しかしながら、それだけでは『牯嶺街少年殺人事件』のなにかを理解したことにはならないだろう。なぜなら最初にも記したように、本作は小四が小明を殺害するまでの経緯ではなく、事件が起こるまでの“環境”を描くことに力点が置かれているからだ。経緯などは、ただの一要素に過ぎないようにさえ思われる。
幾人ものスタッフや関係者が証言するように、エドワード・ヤンは極めて緻密にストーリーを作り込むフィルムメーカーだ。台湾の大学を卒業したのち、アメリカで電気工学を学んだヤンは、南カリフォルニア大学で映画を学ぼうとするも内容に失望して退学。その後、しばらくはコンピュータ関係の仕事をしていた。筋金入りの理系であるヤンは、製作中から論理的に構造をまとめていく性質だったという。

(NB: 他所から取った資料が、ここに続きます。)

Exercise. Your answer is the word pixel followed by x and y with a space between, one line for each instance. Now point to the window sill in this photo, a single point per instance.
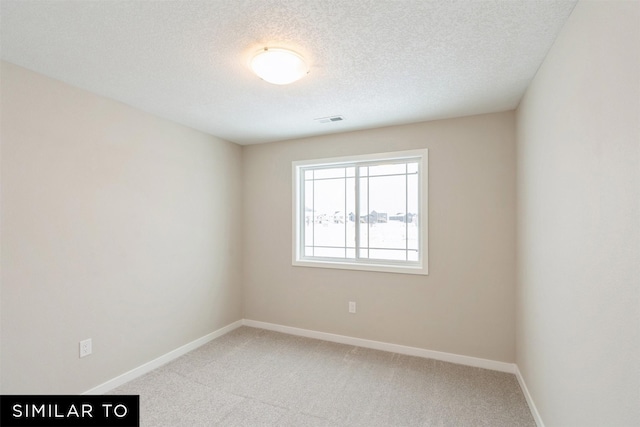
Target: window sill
pixel 378 267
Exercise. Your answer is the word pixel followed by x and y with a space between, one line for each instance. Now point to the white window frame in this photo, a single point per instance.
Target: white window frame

『牯嶺街少年殺人事件』(C)1991 Kailidoscope
『牯嶺街少年殺人事件』も、その作劇が非常に構造的であることは一目瞭然だ。たとえば懐中電灯、バット、刀というアイテムや、エルヴィス・プレスリーの曲、暴力的な存在感をもって現れる戦車、そして父と息子が並ぶシチュエーションなど、劇中ではありとあらゆるモチーフが反復される。時には、画面の構図やカメラアングルを反復することで、異なる人物の状況やイメージを重ね合わせる。また、上映時間のちょうど真ん中で映画を折りたためば、まるで冒頭と終盤が重なるような構造も特徴的だ。映画スタジオ、小四の寝床である押し入れ、ビリヤード場、父と息子の自転車、そして小四と小明が並んで歩く夜の牯嶺街は、物語の最初と最後に、どちらも印象的なシーンとして登場する。
脚本家のひとりであるヤン・ホンヤーは、本作の脚本について、ヤン監督を含む四人のメンバーが議論を重ねながら執筆していたことを明かしている。人物の内面も深く話し合いながら決めていったそうだ。また、映画批評家のトニー・レインズによると、ヤンは登場人物100人ほどの背景と性格を考え、映画以前・以後の物語を作っていたという。続編のドラマシリーズを作ったら全300話くらいになるほどだったというから、想像を絶するほどの材料が用意されていたことは確かだろう。ヤンと親交のあった研究家の四方田犬彦も、本作の完成後、ヤンが人物の“その後”を映画化したいと話していたというエピソードを記している。
『牯嶺街少年殺人事件』(C)1991 Kailidoscope
ところが、である。かくも徹底的に構築されつくした作品世界にもかかわらず、そして3時間56分という長尺にもかかわらず、『牯嶺街少年殺人事件』は、なにかを理解しようとした途端、まるで指の間をすりぬけていくように、つかみどころがなくなってしまう。なぜ、小四は小明に惚れ込んでしまったのか。なぜ、小明は複数の男と恋愛関係を結んだのか。そして結局のところ、なぜ小四は小明を殺さねばならなかったのか。これらの問いかけに、誰もが納得しうる答えを出すことなどできないように思われるのである。
そればかりではない。ヤンは断固とした意志をもって、物語の重要な部分を観客に伝えまいとしている。親友といえるほどの関係性になった小馬(シャオマー)が、じつは小明と恋愛関係にあったとわかったとき、小四はどんな様子で彼の家を尋ねたのか。激しく対立していた小公園の悪党・滑頭(ホアトウ)が、すっかり真人間になっていることを悟ったとき、小四はどんな表情で話を聞いていたのか。あるいは、雨の夜に自宅を訪れてきた警備総部の男は、玄関先で小四の父になにを言ったのか。そして217が襲撃を受けた夜、停電の暗闇の中で、いったい何が起こっていたのか。それらはすべて観客の目に見えず、その声もまた聞こえない。